3. Using the id obtained above, update SSO App to accept all identity providers. To avoid overwriting your existing configuration, the PUT request body should contain all fields returned by the previous GET request.

   Required API token permissions

   At least one of the following token permissions is required:

   • Access: Apps and Policies Write

   Update an Access application

   curl "https://api.cloudflare.com/client/v4/accounts/$ACCOUNT_ID/access/apps/3537a672-e4d8-4d89-aab9-26cb622918a1" \
     --request PUT \
     --header "Authorization: Bearer $CLOUDFLARE_API_TOKEN" \
     --json '{
       "id": "3537a672-e4d8-4d89-aab9-26cb622918a1",
       "uid": "3537a672-e4d8-4d89-aab9-26cb622918a1",
       "type": "dash_sso",
       "name": "SSO App",
       "allowed_idps": []
     }'

Users will now have the option to log in using a one-time PIN.

Option 2: Disable dashboard SSO

The following API calls will disable SSO enforcement for an account. This action can only be performed by Super Administrators.

1. Get your SSO connector id:

   cURL command

   curl "https://api.cloudflare.com/client/v4/accounts/{account_id}/sso_connectors" \
     --request GET \
     --header "Authorization: Bearer $CLOUDFLARE_API_TOKEN"

   {
     "result": [
       {
         "id": "d616ac82cc7f87153112d75a711c5c3c",
         "email_domain": "cool.cats",
         "enabled": true
         // ...
       }
     ],
     "success": true,
     "errors": [],
     "messages": []
   }

2. Disable the SSO connector:

   cURL command

   curl "https://api.cloudflare.com/client/v4/accounts/{account_id}/sso_connectors/{connector_id}" \
     --request PATCH \
     --header "Authorization: Bearer $CLOUDFLARE_API_TOKEN" \
     --json '{
       "enabled": false
     }'

   {
     "result": [
       {
         "id": "d616ac82cc7f87153112d75a711c5c3c",
         "email_domain": "cool.cats",
         "enabled": false
         // ...
       }
     ],
     "success": true,
     "errors": [],
     "messages": []
   }

Users can now log in using their Cloudflare account email and password. If a user does not have a password, they can use the forgot password method on the login page to create one.

Change your team name

Cloudflare does not allow you to change your team name while a SSO connector is created. To change your team name, you must disable and delete your SSO connector(s).

Warning

Before disabling SSO, make sure you have access to your Cloudflare user email. This will allow you to reset your password in case you get logged out of the Cloudflare dashboard.

1. In Zero Trust ↗, go to Settings > Authentication.

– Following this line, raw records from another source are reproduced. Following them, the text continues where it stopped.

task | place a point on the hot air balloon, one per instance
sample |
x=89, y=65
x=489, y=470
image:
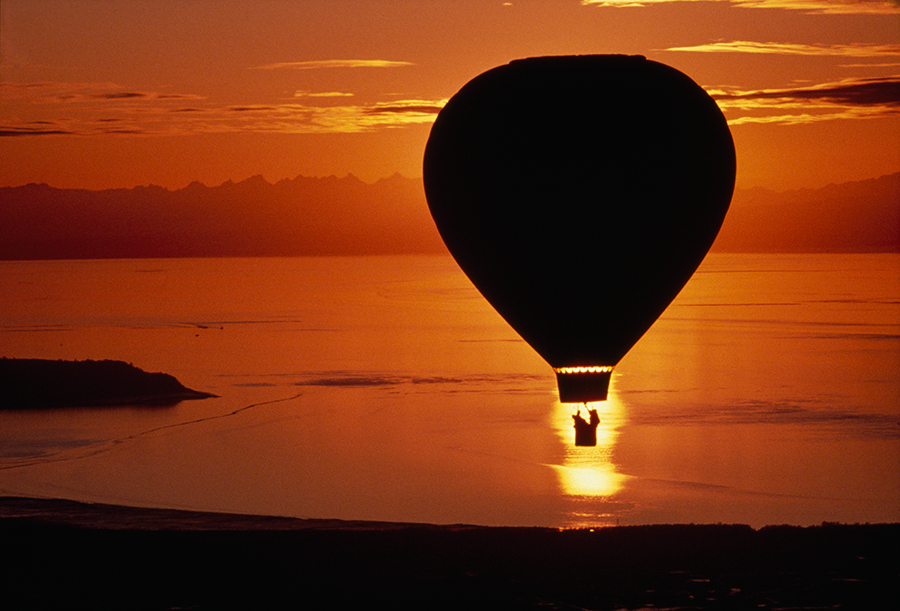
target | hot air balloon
x=579, y=194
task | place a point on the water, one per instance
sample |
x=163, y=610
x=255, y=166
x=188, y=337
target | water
x=385, y=388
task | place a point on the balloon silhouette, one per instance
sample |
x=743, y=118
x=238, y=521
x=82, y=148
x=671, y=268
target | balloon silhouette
x=579, y=194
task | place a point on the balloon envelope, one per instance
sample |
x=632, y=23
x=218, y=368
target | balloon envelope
x=579, y=194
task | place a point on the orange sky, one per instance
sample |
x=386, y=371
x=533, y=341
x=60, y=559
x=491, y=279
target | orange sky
x=102, y=93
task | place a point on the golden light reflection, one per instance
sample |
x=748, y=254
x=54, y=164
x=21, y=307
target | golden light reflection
x=584, y=369
x=589, y=471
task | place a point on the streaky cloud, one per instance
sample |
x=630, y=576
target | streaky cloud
x=848, y=99
x=874, y=91
x=335, y=63
x=809, y=6
x=780, y=48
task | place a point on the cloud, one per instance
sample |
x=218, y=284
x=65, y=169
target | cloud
x=19, y=131
x=334, y=63
x=84, y=111
x=809, y=6
x=322, y=94
x=780, y=48
x=846, y=99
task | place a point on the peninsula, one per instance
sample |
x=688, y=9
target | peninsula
x=39, y=383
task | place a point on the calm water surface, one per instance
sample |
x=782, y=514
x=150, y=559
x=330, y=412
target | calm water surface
x=385, y=388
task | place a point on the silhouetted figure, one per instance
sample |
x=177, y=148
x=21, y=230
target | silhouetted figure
x=586, y=431
x=601, y=176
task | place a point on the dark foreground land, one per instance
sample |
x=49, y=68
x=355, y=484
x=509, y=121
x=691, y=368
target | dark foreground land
x=40, y=383
x=65, y=555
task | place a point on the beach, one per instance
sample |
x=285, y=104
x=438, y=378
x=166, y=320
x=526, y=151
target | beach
x=63, y=555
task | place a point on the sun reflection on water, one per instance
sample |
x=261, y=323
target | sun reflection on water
x=589, y=474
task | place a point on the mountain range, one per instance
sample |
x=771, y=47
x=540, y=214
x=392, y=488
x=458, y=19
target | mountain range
x=346, y=216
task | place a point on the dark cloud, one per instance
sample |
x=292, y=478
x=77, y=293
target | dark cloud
x=862, y=92
x=12, y=132
x=250, y=108
x=120, y=95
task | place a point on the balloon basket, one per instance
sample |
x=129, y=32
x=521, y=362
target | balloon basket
x=583, y=387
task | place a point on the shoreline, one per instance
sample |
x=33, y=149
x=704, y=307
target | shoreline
x=60, y=554
x=60, y=384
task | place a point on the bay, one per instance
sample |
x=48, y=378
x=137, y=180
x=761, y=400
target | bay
x=385, y=388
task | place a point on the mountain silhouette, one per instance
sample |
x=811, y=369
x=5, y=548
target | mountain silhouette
x=346, y=216
x=862, y=216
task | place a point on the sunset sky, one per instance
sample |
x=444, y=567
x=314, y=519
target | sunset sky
x=101, y=93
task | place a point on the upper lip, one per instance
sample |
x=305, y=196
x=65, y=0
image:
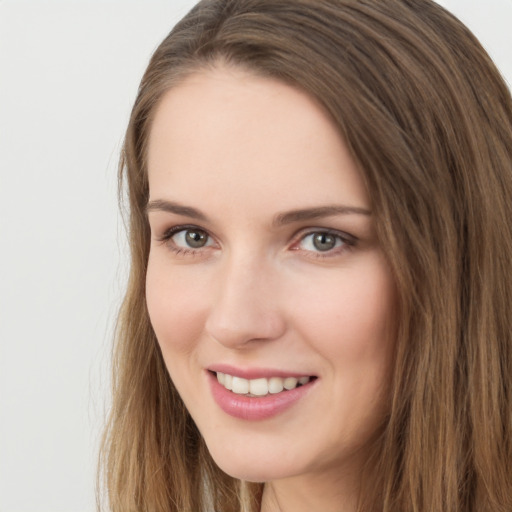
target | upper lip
x=254, y=372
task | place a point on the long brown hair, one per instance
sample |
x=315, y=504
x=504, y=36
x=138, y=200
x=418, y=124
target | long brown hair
x=428, y=118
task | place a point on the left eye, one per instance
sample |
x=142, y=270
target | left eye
x=321, y=242
x=192, y=239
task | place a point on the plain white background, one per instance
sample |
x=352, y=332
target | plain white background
x=69, y=72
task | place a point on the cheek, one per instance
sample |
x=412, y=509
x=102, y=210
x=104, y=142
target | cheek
x=176, y=307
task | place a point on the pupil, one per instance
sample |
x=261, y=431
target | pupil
x=196, y=239
x=324, y=241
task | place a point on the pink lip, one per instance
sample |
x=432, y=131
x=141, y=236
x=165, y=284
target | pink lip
x=256, y=408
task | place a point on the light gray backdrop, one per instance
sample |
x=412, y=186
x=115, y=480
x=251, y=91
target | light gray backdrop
x=69, y=71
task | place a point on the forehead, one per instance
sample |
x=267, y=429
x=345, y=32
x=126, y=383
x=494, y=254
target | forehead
x=228, y=133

2. Turn off Cloudflare dashboard SSO for any enabled domains. This action can only be performed by Super Administrators.

3. Get all SSO connectors for your account.

   cURL command

   curl "https://api.cloudflare.com/client/v4/accounts/{account_id}/sso_connectors" \
     --request GET \
     --header "Authorization: Bearer $CLOUDFLARE_API_TOKEN"

4. Disable any active SSO connectors using the id of each connector from the previous step.

   cURL command

   curl "https://api.cloudflare.com/client/v4/accounts/{account_id}/sso_connectors/{connector_id}" \
     --request PATCH \
     --header "Authorization: Bearer $CLOUDFLARE_API_TOKEN" \
     --json '{
       "enabled": false
     }'

5. Delete all SSO connectors using the id of each connector from the previous step.

   cURL command

   curl "https://api.cloudflare.com/client/v4/accounts/{account_id}/sso_connectors/{connector_id}" \
     --request DELETE \
     --header "Authorization: Bearer $CLOUDFLARE_API_TOKEN"

6. In Zero Trust ↗, go to Settings > Custom Pages.

7. Under Team domain, select Edit to enter the new team name. Select Save.

8. In your identity provider, update your Cloudflare integration with the new team name. For example, if you are using a SAML IdP, you will need to update the Single Sign-on URL and Entity ID to https://<new-team-name>.cloudflareaccess.com/cdn-cgi/access/callback.

9. Recreate any deleted SSO connectors using the steps in Register your domain with Cloudflare for SSO.

10. Follow the verification and enable steps after recreating the SSO connectors.